Title: help on Calculating pH
Post by: kct on May 21, 2005, 12:41:33 AM: Heres the problem:
Calcaulte hte pH of a .20M aqueous solution of (CH₃)₂NH₂C₂H₃O₂, dimethylamine acetate.

Here's what I did:

(CH₃)₂NH₂C₂H₃O₂ --> (CH₃)₂NH₂⁺ + C₂H₃O²^-.

Since acetate doesn't do anything to the pH I take it out of the equation so I have

(CH₃)₂NH₂C₂H₃O₂ --> (CH₃)₂NH₂ + H⁺

I .20 0 0
C -x +x +x
F .20 - x x x

x²/(.20-x) = 1.0 x 10^-14/5.9x10^-4 = 1.7 x 10^-11

x=1.8 x 10^-6
.log(x) = 5.74

What am I doing wrong?? Thanks for your help
Title: Re:help on Calculating pH
Post by: Garneck on May 21, 2005, 02:54:06 AM: Quote from: kct on May 21, 2005, 12:41:33 AM
(CH₃)₂NH₂C₂H₃O₂ --> (CH₃)₂NH₂⁺ + C₂H₃O²^-.

It doesn't dissociate like that.
Title: Re:help on Calculating pH
Post by: Borek on May 21, 2005, 04:20:47 AM: Quote from: kct on May 21, 2005, 12:41:33 AM
Since acetate doesn't do anything to the pH I take it out of the equation

There are two hydrolysis processes here.
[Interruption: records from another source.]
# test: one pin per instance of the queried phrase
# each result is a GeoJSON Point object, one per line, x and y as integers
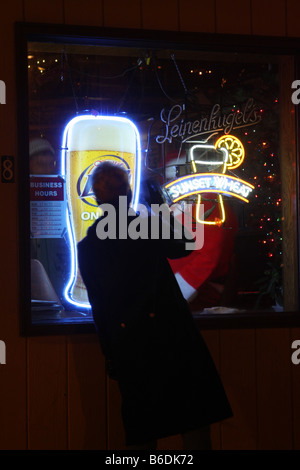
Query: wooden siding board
{"type": "Point", "coordinates": [274, 405]}
{"type": "Point", "coordinates": [88, 12]}
{"type": "Point", "coordinates": [293, 16]}
{"type": "Point", "coordinates": [44, 12]}
{"type": "Point", "coordinates": [160, 15]}
{"type": "Point", "coordinates": [47, 393]}
{"type": "Point", "coordinates": [86, 394]}
{"type": "Point", "coordinates": [197, 16]}
{"type": "Point", "coordinates": [115, 430]}
{"type": "Point", "coordinates": [268, 18]}
{"type": "Point", "coordinates": [13, 416]}
{"type": "Point", "coordinates": [120, 14]}
{"type": "Point", "coordinates": [233, 17]}
{"type": "Point", "coordinates": [238, 374]}
{"type": "Point", "coordinates": [295, 370]}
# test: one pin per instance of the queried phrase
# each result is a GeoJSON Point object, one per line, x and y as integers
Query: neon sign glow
{"type": "Point", "coordinates": [87, 141]}
{"type": "Point", "coordinates": [208, 183]}
{"type": "Point", "coordinates": [228, 153]}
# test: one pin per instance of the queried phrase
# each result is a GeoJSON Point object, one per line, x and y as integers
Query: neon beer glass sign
{"type": "Point", "coordinates": [87, 141]}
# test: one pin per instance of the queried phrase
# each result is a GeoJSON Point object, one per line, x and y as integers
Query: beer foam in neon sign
{"type": "Point", "coordinates": [87, 141]}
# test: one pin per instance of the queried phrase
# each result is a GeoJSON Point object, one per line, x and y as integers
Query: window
{"type": "Point", "coordinates": [213, 127]}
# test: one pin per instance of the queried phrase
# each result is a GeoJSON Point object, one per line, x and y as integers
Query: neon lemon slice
{"type": "Point", "coordinates": [235, 149]}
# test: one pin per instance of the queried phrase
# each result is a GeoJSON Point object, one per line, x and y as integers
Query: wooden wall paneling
{"type": "Point", "coordinates": [44, 12]}
{"type": "Point", "coordinates": [274, 402]}
{"type": "Point", "coordinates": [288, 185]}
{"type": "Point", "coordinates": [233, 17]}
{"type": "Point", "coordinates": [86, 394]}
{"type": "Point", "coordinates": [293, 15]}
{"type": "Point", "coordinates": [120, 14]}
{"type": "Point", "coordinates": [197, 16]}
{"type": "Point", "coordinates": [212, 340]}
{"type": "Point", "coordinates": [238, 373]}
{"type": "Point", "coordinates": [115, 430]}
{"type": "Point", "coordinates": [160, 15]}
{"type": "Point", "coordinates": [88, 12]}
{"type": "Point", "coordinates": [47, 393]}
{"type": "Point", "coordinates": [13, 430]}
{"type": "Point", "coordinates": [268, 18]}
{"type": "Point", "coordinates": [295, 370]}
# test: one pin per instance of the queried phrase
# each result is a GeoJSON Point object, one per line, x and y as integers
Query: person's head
{"type": "Point", "coordinates": [42, 157]}
{"type": "Point", "coordinates": [109, 181]}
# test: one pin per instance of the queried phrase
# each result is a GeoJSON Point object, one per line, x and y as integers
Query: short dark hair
{"type": "Point", "coordinates": [109, 181]}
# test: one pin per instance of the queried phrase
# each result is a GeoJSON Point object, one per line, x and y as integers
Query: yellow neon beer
{"type": "Point", "coordinates": [90, 140]}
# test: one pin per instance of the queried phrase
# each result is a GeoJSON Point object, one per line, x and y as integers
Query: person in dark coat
{"type": "Point", "coordinates": [168, 382]}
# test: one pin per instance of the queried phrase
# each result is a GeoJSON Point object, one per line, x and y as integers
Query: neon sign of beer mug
{"type": "Point", "coordinates": [87, 141]}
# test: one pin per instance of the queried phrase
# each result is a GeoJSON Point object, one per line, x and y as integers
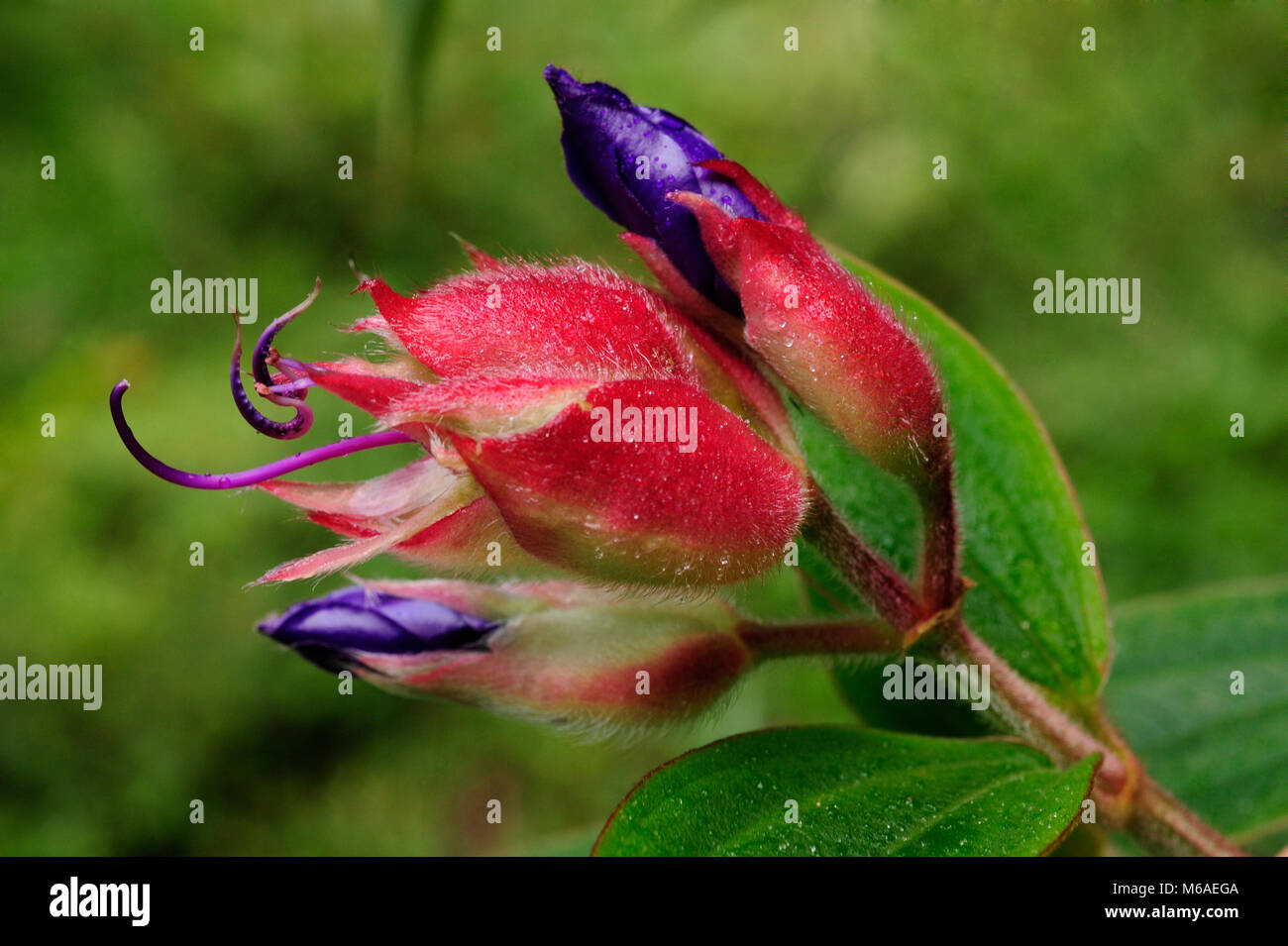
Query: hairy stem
{"type": "Point", "coordinates": [768, 641]}
{"type": "Point", "coordinates": [875, 578]}
{"type": "Point", "coordinates": [1128, 798]}
{"type": "Point", "coordinates": [1163, 825]}
{"type": "Point", "coordinates": [940, 584]}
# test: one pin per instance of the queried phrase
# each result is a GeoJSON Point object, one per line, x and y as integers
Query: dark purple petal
{"type": "Point", "coordinates": [605, 134]}
{"type": "Point", "coordinates": [335, 631]}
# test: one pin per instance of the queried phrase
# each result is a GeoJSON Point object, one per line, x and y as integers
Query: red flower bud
{"type": "Point", "coordinates": [576, 420]}
{"type": "Point", "coordinates": [825, 335]}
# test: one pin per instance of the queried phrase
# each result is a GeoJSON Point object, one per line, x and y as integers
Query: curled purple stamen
{"type": "Point", "coordinates": [303, 420]}
{"type": "Point", "coordinates": [244, 477]}
{"type": "Point", "coordinates": [265, 347]}
{"type": "Point", "coordinates": [281, 430]}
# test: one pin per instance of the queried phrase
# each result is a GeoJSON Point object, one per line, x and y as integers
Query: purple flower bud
{"type": "Point", "coordinates": [338, 631]}
{"type": "Point", "coordinates": [625, 158]}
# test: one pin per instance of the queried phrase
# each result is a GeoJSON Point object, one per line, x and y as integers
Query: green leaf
{"type": "Point", "coordinates": [1022, 534]}
{"type": "Point", "coordinates": [858, 791]}
{"type": "Point", "coordinates": [1223, 755]}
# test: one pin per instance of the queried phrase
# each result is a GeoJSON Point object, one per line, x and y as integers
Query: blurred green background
{"type": "Point", "coordinates": [223, 162]}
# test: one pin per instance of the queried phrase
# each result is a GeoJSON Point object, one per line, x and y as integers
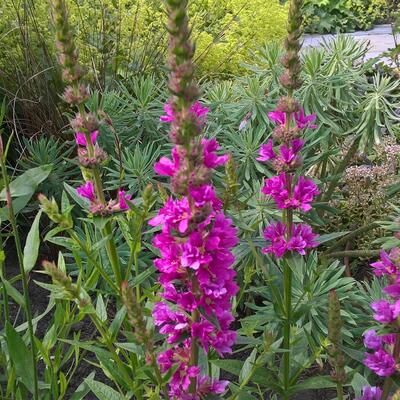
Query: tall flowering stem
{"type": "Point", "coordinates": [196, 239]}
{"type": "Point", "coordinates": [86, 127]}
{"type": "Point", "coordinates": [290, 191]}
{"type": "Point", "coordinates": [383, 354]}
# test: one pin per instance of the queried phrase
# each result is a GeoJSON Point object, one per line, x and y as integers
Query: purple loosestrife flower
{"type": "Point", "coordinates": [372, 340]}
{"type": "Point", "coordinates": [303, 193]}
{"type": "Point", "coordinates": [370, 393]}
{"type": "Point", "coordinates": [80, 138]}
{"type": "Point", "coordinates": [196, 239]}
{"type": "Point", "coordinates": [385, 312]}
{"type": "Point", "coordinates": [288, 192]}
{"type": "Point", "coordinates": [302, 239]}
{"type": "Point", "coordinates": [380, 362]}
{"type": "Point", "coordinates": [196, 274]}
{"type": "Point", "coordinates": [267, 152]}
{"type": "Point", "coordinates": [87, 191]}
{"type": "Point", "coordinates": [383, 360]}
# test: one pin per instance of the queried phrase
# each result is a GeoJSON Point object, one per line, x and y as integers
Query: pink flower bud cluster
{"type": "Point", "coordinates": [195, 266]}
{"type": "Point", "coordinates": [371, 393]}
{"type": "Point", "coordinates": [287, 191]}
{"type": "Point", "coordinates": [87, 190]}
{"type": "Point", "coordinates": [381, 358]}
{"type": "Point", "coordinates": [97, 207]}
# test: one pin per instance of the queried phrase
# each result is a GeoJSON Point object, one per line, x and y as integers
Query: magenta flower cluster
{"type": "Point", "coordinates": [381, 358]}
{"type": "Point", "coordinates": [196, 272]}
{"type": "Point", "coordinates": [287, 191]}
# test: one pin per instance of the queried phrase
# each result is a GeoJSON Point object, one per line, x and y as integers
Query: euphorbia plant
{"type": "Point", "coordinates": [196, 240]}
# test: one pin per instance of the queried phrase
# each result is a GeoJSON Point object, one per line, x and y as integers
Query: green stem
{"type": "Point", "coordinates": [194, 355]}
{"type": "Point", "coordinates": [5, 294]}
{"type": "Point", "coordinates": [342, 166]}
{"type": "Point", "coordinates": [28, 310]}
{"type": "Point", "coordinates": [111, 348]}
{"type": "Point", "coordinates": [353, 253]}
{"type": "Point", "coordinates": [388, 381]}
{"type": "Point", "coordinates": [287, 282]}
{"type": "Point", "coordinates": [339, 390]}
{"type": "Point", "coordinates": [137, 286]}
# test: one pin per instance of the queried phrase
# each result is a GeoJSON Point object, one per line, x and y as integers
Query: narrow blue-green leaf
{"type": "Point", "coordinates": [31, 250]}
{"type": "Point", "coordinates": [102, 391]}
{"type": "Point", "coordinates": [21, 357]}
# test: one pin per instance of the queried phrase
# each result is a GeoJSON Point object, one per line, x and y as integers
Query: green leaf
{"type": "Point", "coordinates": [83, 389]}
{"type": "Point", "coordinates": [101, 308]}
{"type": "Point", "coordinates": [18, 205]}
{"type": "Point", "coordinates": [31, 250]}
{"type": "Point", "coordinates": [102, 391]}
{"type": "Point", "coordinates": [14, 293]}
{"type": "Point", "coordinates": [26, 184]}
{"type": "Point", "coordinates": [117, 322]}
{"type": "Point", "coordinates": [138, 280]}
{"type": "Point", "coordinates": [354, 354]}
{"type": "Point", "coordinates": [247, 366]}
{"type": "Point", "coordinates": [21, 357]}
{"type": "Point", "coordinates": [78, 199]}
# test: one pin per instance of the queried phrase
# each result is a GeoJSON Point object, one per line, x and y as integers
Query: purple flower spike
{"type": "Point", "coordinates": [87, 191]}
{"type": "Point", "coordinates": [380, 362]}
{"type": "Point", "coordinates": [80, 138]}
{"type": "Point", "coordinates": [372, 340]}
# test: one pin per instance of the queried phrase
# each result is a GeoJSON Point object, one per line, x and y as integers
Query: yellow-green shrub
{"type": "Point", "coordinates": [226, 31]}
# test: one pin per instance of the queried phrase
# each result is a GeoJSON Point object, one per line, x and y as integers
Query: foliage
{"type": "Point", "coordinates": [91, 320]}
{"type": "Point", "coordinates": [326, 16]}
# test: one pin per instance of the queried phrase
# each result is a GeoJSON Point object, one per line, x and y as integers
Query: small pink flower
{"type": "Point", "coordinates": [372, 340]}
{"type": "Point", "coordinates": [275, 234]}
{"type": "Point", "coordinates": [380, 362]}
{"type": "Point", "coordinates": [80, 138]}
{"type": "Point", "coordinates": [211, 159]}
{"type": "Point", "coordinates": [305, 121]}
{"type": "Point", "coordinates": [267, 152]}
{"type": "Point", "coordinates": [87, 191]}
{"type": "Point", "coordinates": [169, 113]}
{"type": "Point", "coordinates": [385, 313]}
{"type": "Point", "coordinates": [371, 393]}
{"type": "Point", "coordinates": [385, 265]}
{"type": "Point", "coordinates": [122, 200]}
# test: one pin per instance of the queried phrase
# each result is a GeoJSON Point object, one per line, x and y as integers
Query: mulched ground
{"type": "Point", "coordinates": [39, 301]}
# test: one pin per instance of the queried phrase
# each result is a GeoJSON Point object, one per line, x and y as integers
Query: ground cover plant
{"type": "Point", "coordinates": [186, 238]}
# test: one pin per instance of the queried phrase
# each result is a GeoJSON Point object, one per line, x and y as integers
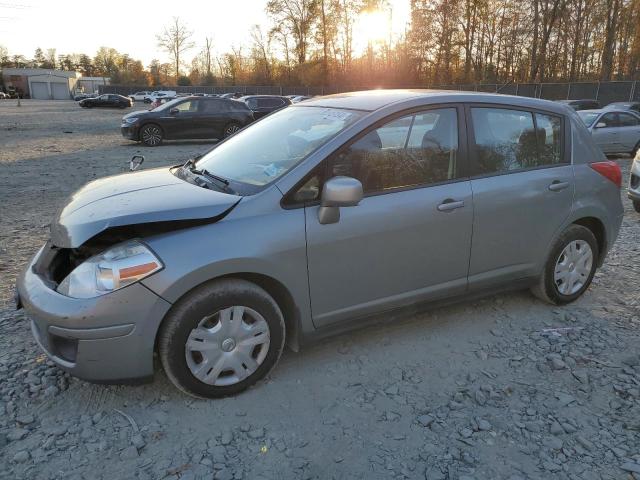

One of acetic ion, one of dimethylamine. The dissociation constants are too close for any of the equlibriums to be neglected, so it is not possible to do any simple approximations. I will take a look at the problem, right now all I know is that pH is 7.72 (but it was calculated using BATE, so no fancy thinking on my side).
Title: Re:help on Calculating pH
Post by: Borek on May 21, 2005, 04:49:50 AM: No better answer so far and no time to delve deeper at the moment. From what I see the best solution I can get to requires third degree equation solving. That's just to symmetrical problem. Hmm... perhaps that symetry is a key to success? Perhaps later.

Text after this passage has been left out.